Against this habitual sycophancy, you have a 24-hour news and legacy media structure that has consistently pushed the "conventional wisdom says that a socialist like Bernie Sanders can't win" line to hammer home the message that Bernie Sanders can't win underneath a veneer of objectivity. It's not advocacy, after all, if you're only saying what everybody thinks. Even if your job is literally to help shape how everybody thinks.


Against all that, Bernie Sanders fighting Clinton to an essential draw in a state in which his opponent held a huge advantage in terms of local political operators and influencers is nothing short of extraordinary. Which, combined with Sanders' 18-point lead in New Hampshire, means it's time to crank up the RPMs on the spin cycle fast enough to rip apart space-time.

You will hear that Sanders can't win South Carolina because black voters love Hillary Clinton, without the qualifier that black voters largely don't know who Bernie Sanders is. You will hear the Clinton team again attack universal health care from the right, scaremongering about taxes while ignoring the savings people would enjoy from no longer paying health insurance premiums.

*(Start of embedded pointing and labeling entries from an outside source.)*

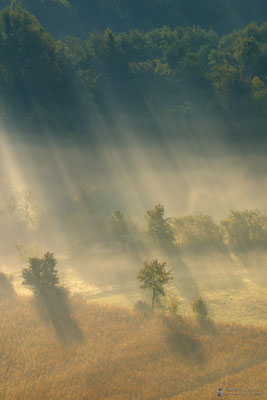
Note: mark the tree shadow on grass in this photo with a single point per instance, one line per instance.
(181, 340)
(55, 308)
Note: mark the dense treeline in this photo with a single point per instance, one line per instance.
(81, 223)
(64, 18)
(164, 74)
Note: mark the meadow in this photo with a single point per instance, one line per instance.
(124, 355)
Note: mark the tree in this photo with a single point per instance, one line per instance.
(200, 309)
(41, 275)
(159, 232)
(154, 276)
(245, 229)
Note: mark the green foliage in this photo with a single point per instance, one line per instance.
(154, 276)
(200, 309)
(6, 288)
(245, 229)
(173, 305)
(41, 276)
(159, 231)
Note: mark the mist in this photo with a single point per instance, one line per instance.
(42, 187)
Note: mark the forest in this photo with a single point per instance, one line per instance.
(133, 218)
(79, 86)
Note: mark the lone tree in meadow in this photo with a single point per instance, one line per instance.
(41, 276)
(200, 309)
(154, 276)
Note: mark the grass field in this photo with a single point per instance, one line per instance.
(124, 355)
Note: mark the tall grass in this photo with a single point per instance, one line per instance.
(123, 355)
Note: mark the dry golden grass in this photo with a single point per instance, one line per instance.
(123, 356)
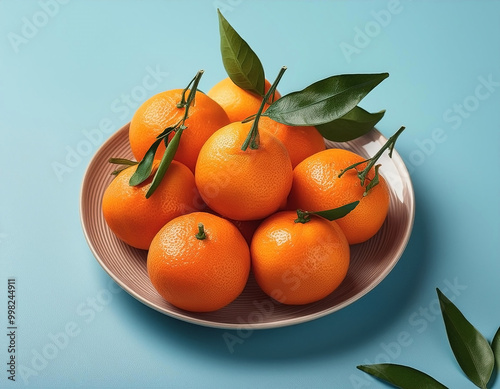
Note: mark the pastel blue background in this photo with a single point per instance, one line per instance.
(74, 71)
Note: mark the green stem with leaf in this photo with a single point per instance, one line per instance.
(331, 214)
(362, 175)
(252, 138)
(145, 166)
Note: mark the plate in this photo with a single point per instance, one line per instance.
(370, 263)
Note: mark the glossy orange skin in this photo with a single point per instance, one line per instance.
(300, 141)
(243, 185)
(316, 187)
(237, 102)
(135, 219)
(161, 111)
(299, 263)
(199, 275)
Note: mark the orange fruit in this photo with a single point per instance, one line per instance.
(243, 185)
(300, 141)
(237, 102)
(135, 219)
(199, 275)
(161, 111)
(316, 187)
(299, 263)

You will hear Chelsea Clinton or some other mouthpiece again claim that Bernie Sanders — the guy who wants to give Medicare to everybody — is going to take away everybody's health care.

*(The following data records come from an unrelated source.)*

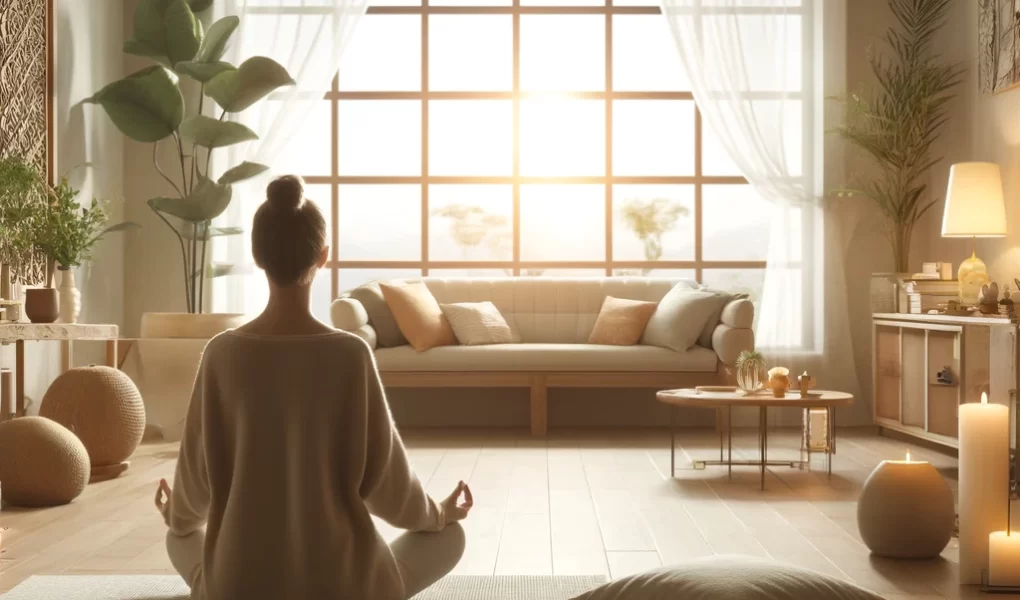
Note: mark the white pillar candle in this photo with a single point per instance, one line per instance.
(1004, 558)
(983, 483)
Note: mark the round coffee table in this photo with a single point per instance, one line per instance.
(727, 400)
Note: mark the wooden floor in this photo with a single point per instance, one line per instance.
(583, 502)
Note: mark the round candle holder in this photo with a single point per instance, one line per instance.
(906, 510)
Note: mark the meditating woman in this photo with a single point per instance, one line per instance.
(290, 447)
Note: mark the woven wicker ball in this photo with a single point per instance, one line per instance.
(102, 406)
(41, 462)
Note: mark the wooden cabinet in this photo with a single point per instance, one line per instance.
(911, 350)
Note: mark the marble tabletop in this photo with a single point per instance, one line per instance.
(31, 332)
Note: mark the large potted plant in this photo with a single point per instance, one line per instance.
(65, 235)
(895, 123)
(149, 107)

You will see Clinton wrap herself in the mantle of Obama's legacy not only to appeal to black voters but to obfuscate her record with that community. Embracing Obama obscures her support for her husband's welfare reform and tough-on-crime policies that harmed that community. It obscures that his first presidential bid is remembered for a "Sister Souljah moment" that amounted to a repudiation of Jesse Jackson, literally sitting next to him on the dais, and a reassurance of the white audience "right there in room" that they were good white people. And it helps to wipe the memory of Bill embarrassing himself in front of the black community in 2008 while Hillary herself challenged Barack Obama's electability because white people wouldn't vote for him.

This isn't just another leg in the 44-year-old Democratic-hack sprint away from McGovern suddenly made more frantic by Bernie Sanders' visage haunting them from the left, like George returned to life to remind them of their sins. This is a long low road stretching toward 1600 Pennsylvania Avenue, un-illuminated by any purpose greater than the tautological — that we use electability to win elections, that we win elections by being electable, that we cannot fail to be victorious, that we must be victorious for we cannot fail.

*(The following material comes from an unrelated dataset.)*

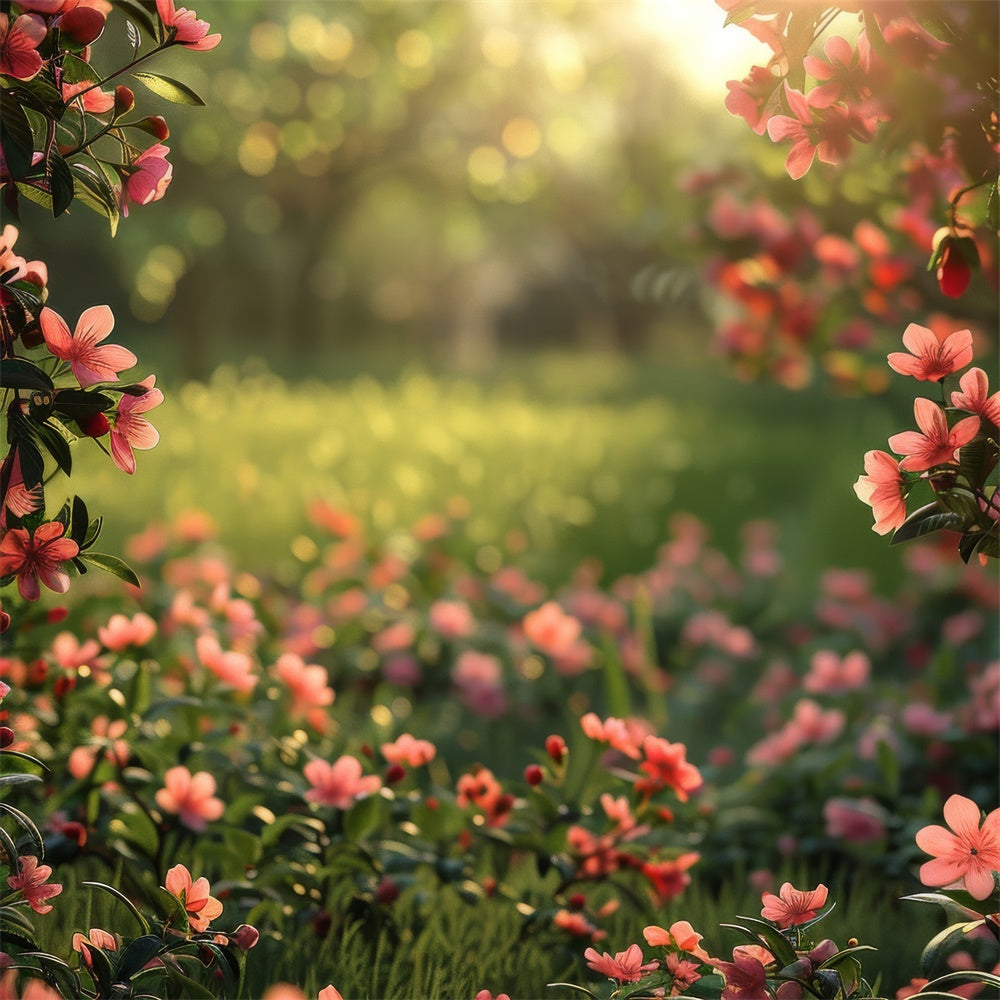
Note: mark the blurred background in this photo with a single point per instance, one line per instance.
(443, 256)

This is the dim path where a career pro-gay-rights feminist looms as a misogynist and an enemy to identity politics because some people with egg avatars sent some tweets. Where a candidate who personally earned millions in speeches and whose campaigns were significantly funded by Wall Street firms that nearly broke the world is equivalent to the candidate whose whole campaign opposes them because, apparently, he took money from a nurses' union. Where a legitimate candidate of the working class will be hammered over and over in an authenticity battle with a campaign that weekly releases some "How do you do, fellow kids?" embarrassment and whose Instagram manager is a woman with her own HBO series. Where the real progressive candidate has already pledged not to raise any middle-class taxes and once called people on welfare deadbeats.

This is the claustrophobic world of small meaning that is born when everyone knows the only idea you have to aspire to is the reaffirmation that the Republicans are worse. It's the logic that says that nothing we do to each other in this room — that nothing we do anywhere — matters when we know there's a monster behind the door. It is a mean and interminable partnership with nihilism that will get much worse before it gets better, and no one will blame you if you fill your pockets with rocks and walk into the sea.